Cities across the Global South are racing to adopt smart infrastructure. Sensors on streetlights, dashboards tracking traffic flow, digital portals for public services — the language of innovation is everywhere. But behind these investments lies an uncomfortable question that too few policymakers are willing to confront: who actually benefits?
The Promise and the Reality
The promise of smart cities is seductive. Data-driven governance should, in theory, make urban life more efficient, more transparent, and more responsive to citizens' needs. When a city installs air quality monitors, residents get real-time information about their environment. When public transport runs on optimised algorithms, commuters save time. When municipal services go digital, corruption should decrease.

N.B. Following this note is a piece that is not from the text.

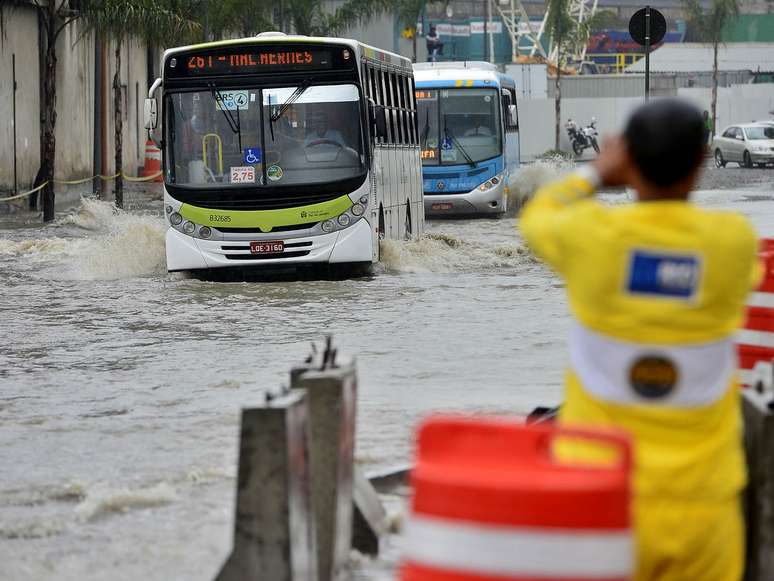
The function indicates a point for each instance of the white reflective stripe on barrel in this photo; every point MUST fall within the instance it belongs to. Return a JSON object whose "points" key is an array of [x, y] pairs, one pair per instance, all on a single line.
{"points": [[746, 376], [756, 338], [761, 300], [500, 550]]}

But theory and reality diverge sharply when you examine who has access to these systems and who does not. In most cities of the Global South, the communities with the least access to digital infrastructure are precisely those most in need of better governance: informal settlements, peri-urban zones, low-income neighbourhoods, and rural-to-urban migrants.
Data Systems That Cannot See Everyone
The most troubling dimension of smart city failures is not the technology itself — it is what happens when entire populations become invisible in the data. If a neighbourhood lacks formal addresses, its residents do not appear in planning databases. If a community does not use digital payment platforms, their economic activity goes unrecorded. If households lack smartphones, they cannot participate in civic engagement apps.

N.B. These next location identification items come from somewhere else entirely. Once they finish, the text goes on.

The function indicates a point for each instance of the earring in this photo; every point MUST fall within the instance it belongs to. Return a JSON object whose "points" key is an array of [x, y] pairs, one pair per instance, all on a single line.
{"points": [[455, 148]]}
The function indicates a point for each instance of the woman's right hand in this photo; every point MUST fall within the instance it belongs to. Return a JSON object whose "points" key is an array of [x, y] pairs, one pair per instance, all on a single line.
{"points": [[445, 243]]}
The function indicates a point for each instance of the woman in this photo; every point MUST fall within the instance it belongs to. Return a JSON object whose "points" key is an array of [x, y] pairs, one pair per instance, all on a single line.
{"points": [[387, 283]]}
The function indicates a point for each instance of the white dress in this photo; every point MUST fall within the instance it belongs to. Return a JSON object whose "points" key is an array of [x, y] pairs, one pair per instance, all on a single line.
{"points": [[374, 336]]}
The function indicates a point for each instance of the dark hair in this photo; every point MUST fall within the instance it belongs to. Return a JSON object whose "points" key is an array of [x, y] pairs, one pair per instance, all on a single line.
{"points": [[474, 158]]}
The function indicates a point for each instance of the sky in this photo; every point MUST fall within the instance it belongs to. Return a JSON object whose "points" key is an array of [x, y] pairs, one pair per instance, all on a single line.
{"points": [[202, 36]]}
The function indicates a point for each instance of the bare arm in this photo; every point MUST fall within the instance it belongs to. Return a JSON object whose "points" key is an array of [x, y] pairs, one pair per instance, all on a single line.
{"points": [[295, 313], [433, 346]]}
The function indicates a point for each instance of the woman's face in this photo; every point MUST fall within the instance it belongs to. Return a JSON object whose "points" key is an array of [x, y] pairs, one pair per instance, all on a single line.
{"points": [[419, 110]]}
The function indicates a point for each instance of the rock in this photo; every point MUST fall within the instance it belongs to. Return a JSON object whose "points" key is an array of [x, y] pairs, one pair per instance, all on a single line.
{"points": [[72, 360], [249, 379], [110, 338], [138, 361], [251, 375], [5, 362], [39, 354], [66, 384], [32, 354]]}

This invisibility is not passive neglect. It is structural exclusion. The data systems that cities build to serve their populations end up reflecting and reinforcing existing patterns of marginalisation. The people who most need better services are the ones most likely to be absent from the datasets that drive service allocation.
When urban data platforms are designed without equity at their core, they risk turning temporary digital divides into permanent institutional exclusions.
Lessons from Bangladesh
My own research in Bangladesh illustrates this tension at multiple levels. Studying digital financial services in marginalised Haor communities, I found that while technology can demonstrably reduce poverty for those who can access it, the gap between connected and unconnected populations widens simultaneously. The communities that benefit are those already close enough to infrastructure, literacy, and institutional support to take advantage of digital tools. Those further away fall further behind.
Similarly, leading digital literacy workshops in Sylhet city and Moulvibazar as part of the SUST Career Club revealed a contrast that no dashboard can capture. Urban participants engaged readily with digital tools. In Moulvibazar — a remote area of Sylhet Division — participants struggled with absent internet connectivity, low digital literacy, and a deep, culturally rooted distrust of digital platforms. These are not problems that a faster broadband connection alone can solve.
What Would Equitable Smart Cities Look Like?
Genuine equity in smart city development requires rethinking the entire design process, not adding inclusion as an afterthought. This means:
- Starting with participatory governance models that centre the voices of marginalised communities before any technology is deployed
- Designing data systems for representativeness, actively seeking to include populations that conventional data collection methods miss
- Establishing clear data stewardship frameworks that specify who owns urban data, who can access it, and how privacy is protected
- Building digital literacy and trust alongside infrastructure, recognising that technology adoption is a social process, not merely a technical one
- Measuring success not by the quantity of sensors deployed but by whether the most vulnerable residents experience tangible improvements in their daily lives
The Path Forward
Post-industrial cities in Europe have been grappling with these questions longer than most, and their experiences — both successes and failures — offer valuable lessons for cities in the Global South. Programmes like RePIC's Track 3 on Smart, Sustainable, and Resilient Cities exist precisely because the intersection of data, governance, sustainability, and community engagement is where the hardest and most important urban work happens.
The question is not whether cities should become smarter. It is whether they can become smarter in ways that serve everyone — or whether smart infrastructure will simply become another layer of advantage for those who already have the most. The answer depends not on technology, but on political will, institutional design, and the voices we choose to listen to when making decisions about urban futures.
The cities that get this right will not be the ones with the most impressive dashboards. They will be the ones where a resident of the poorest neighbourhood can see their community reflected in the data — and can see that data being used to make their life meaningfully better.